I want to prove that $\displaystyle\lim_{h\to 0}\frac{(x+h)^{x+h}-x^x}{h}=x^x(\ln(x)+1).$
If I write $x^x$ as $e^{x\ln(x)}$ I get: $\displaystyle\lim_{h\to0}\frac{e^{(x+h)\ln(x+h)}-e^{x\ln(x)}}{h}$ but then I'm stuck. What are the next steps? Thanks in advance.
On
$$\displaystyle\lim_{h\to0}\frac{e^{(x+h)\ln(x+h)}-e^{x\ln(x)}}{h} = \displaystyle\lim_{h\to0}e^{x \ln(x)}\frac{e^{(x+h)\ln(x+h)- x \ln(x)}-1}{h}$$
$$ = \displaystyle\lim_{h\to0}e^{x \ln(x)}\frac{e^{x\ln(\frac{x+h}{x})+h \ln(x+h)}-1}{h} \quad = \quad \displaystyle\lim_{h\to0}e^{x \ln(x)}\frac{e^{x\ln(\frac{x+h}{x})} e^{h \ln(x+h)}-1}{h} $$
$$\displaystyle\lim_{h\to0}e^{x \ln(x)}\frac{e^{x\ln(1+\frac{h}{x})}e^{h \ln(x+h)}-1}{h} =^{taylor} \displaystyle\lim_{h\to0}e^{x \ln(x)}\frac{e^{x \frac{h}{x}}(x+h)^h-1}{h} $$
$$x^x \displaystyle\lim_{h\to0}\frac{e^h (x+h)^h-1}{h} $$
That's how far I'm able to get without using chain rules or similar. Can anyone help me conclude?

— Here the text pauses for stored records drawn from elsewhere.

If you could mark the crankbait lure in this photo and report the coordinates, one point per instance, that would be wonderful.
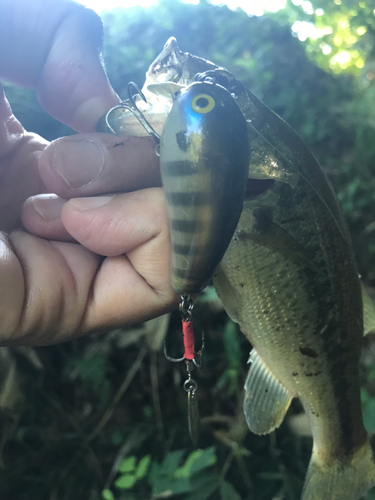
(204, 159)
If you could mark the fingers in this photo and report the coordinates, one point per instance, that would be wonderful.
(91, 164)
(11, 131)
(70, 290)
(54, 47)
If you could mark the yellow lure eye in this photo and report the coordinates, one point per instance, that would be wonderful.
(202, 103)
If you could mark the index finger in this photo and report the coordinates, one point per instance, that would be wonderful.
(54, 47)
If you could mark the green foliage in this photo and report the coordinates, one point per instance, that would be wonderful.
(193, 478)
(334, 112)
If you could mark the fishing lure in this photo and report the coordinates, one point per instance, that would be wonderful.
(204, 158)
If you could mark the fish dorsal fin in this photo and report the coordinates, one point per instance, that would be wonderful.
(227, 294)
(266, 400)
(368, 311)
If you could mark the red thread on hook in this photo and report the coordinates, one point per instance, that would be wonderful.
(188, 333)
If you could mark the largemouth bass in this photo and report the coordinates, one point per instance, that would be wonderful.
(290, 280)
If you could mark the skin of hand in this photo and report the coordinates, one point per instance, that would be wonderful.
(86, 262)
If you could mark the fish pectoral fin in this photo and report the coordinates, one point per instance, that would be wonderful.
(368, 311)
(227, 294)
(266, 399)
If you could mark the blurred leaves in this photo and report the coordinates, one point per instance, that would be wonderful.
(133, 442)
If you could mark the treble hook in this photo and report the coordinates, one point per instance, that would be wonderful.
(191, 357)
(130, 105)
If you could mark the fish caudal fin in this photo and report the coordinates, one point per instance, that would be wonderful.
(266, 399)
(338, 480)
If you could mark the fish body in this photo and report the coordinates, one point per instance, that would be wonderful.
(204, 158)
(289, 279)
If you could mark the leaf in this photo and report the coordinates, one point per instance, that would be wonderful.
(126, 481)
(228, 492)
(143, 466)
(204, 486)
(196, 461)
(128, 465)
(172, 461)
(108, 495)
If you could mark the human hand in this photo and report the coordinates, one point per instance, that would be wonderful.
(51, 287)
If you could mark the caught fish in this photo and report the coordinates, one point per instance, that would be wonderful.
(204, 158)
(289, 279)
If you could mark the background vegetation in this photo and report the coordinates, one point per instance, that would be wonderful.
(105, 417)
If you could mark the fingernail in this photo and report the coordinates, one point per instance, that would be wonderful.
(78, 162)
(48, 206)
(90, 202)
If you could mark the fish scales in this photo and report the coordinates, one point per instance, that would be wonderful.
(288, 278)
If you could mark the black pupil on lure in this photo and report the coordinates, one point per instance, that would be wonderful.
(202, 102)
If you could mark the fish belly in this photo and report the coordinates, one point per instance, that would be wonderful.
(290, 281)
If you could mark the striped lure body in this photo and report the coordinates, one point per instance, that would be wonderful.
(204, 158)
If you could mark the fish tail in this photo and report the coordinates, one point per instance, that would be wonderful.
(340, 480)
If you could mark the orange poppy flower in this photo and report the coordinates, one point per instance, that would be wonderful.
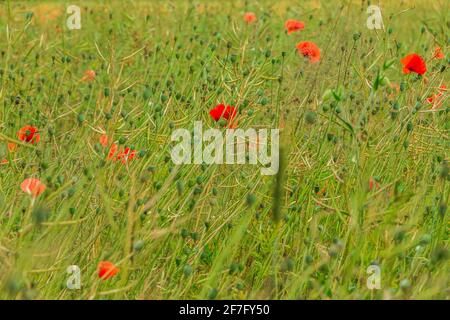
(89, 75)
(309, 49)
(103, 140)
(106, 270)
(438, 53)
(12, 147)
(293, 25)
(126, 155)
(33, 186)
(413, 63)
(112, 150)
(250, 17)
(220, 111)
(29, 134)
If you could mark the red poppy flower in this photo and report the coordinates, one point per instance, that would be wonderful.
(29, 134)
(250, 17)
(220, 111)
(413, 63)
(126, 155)
(294, 25)
(32, 186)
(112, 150)
(12, 147)
(106, 270)
(103, 140)
(309, 49)
(438, 53)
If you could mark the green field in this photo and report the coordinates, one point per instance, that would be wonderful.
(364, 156)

Here is a simple evaluation of the derivative. \begin{align} f'(x) &= \lim_{h \to 0}\frac{f(x + h) - f(x)}{h}\notag\\ &= \lim_{h \to 0}\frac{(x + h)^{x + h} - x^{x}}{h}\notag\\ &= \lim_{h \to 0}\frac{\exp\{(x + h)\log(x + h)\} - \exp(x\log x)}{h}\notag\\ &= \exp(x\log x)\lim_{h \to 0}\frac{\exp\{(x + h)\log(x + h) - x\log x\} - 1}{h}\notag\\ &= x^{x}\lim_{h \to 0}\frac{\exp\{(x + h)\log(x + h) - x\log x\} - 1}{(x + h)\log(x + h) - x\log x}\cdot\frac{(x + h)\log(x + h) - x\log x}{h}\notag\\ &= x^{x}\lim_{t \to 0}\frac{e^{t} - 1}{t}\cdot\lim_{h \to 0}\frac{(x + h)\log(x + h) - x\log x}{h}\notag\\ &= x^{x}\cdot 1\cdot\lim_{h \to 0}\frac{(x + h)\log(x + h) - x\log(x + h) + x\log(x + h) - x\log x}{h}\notag\\ &= x^{x}\lim_{h \to 0}\dfrac{h\log(x + h) + x\log\left(1 + \dfrac{h}{x}\right)}{h}\notag\\ &= x^{x}\lim_{h \to 0}\left\{\log(x + h) + \dfrac{\log\left(1 + \dfrac{h}{x}\right)}{\dfrac{h}{x}}\right\}\notag\\ &= x^{x}\left\{\log x + \lim_{v \to 0}\frac{\log(1 + v)}{v}\right\}\notag\\ &= x^{x}(\log x + 1)\notag \end{align} In the above we have used the substitutions $$t = (x + h)\log(x + h) - x\log x, v = h/x$$ so that both $t, v$ tend to $0$ as $h \to 0$. Also the following standard limits are used $$\lim_{x \to 0}\frac{e^{x} - 1}{x} = 1,\,\lim_{x \to 0}\frac{\log(1 + x)}{x} = 1$$ Note that without the use of these standard limits it is not possible get derivatives from first principles for any function of type $a(x)^{b(x)}$.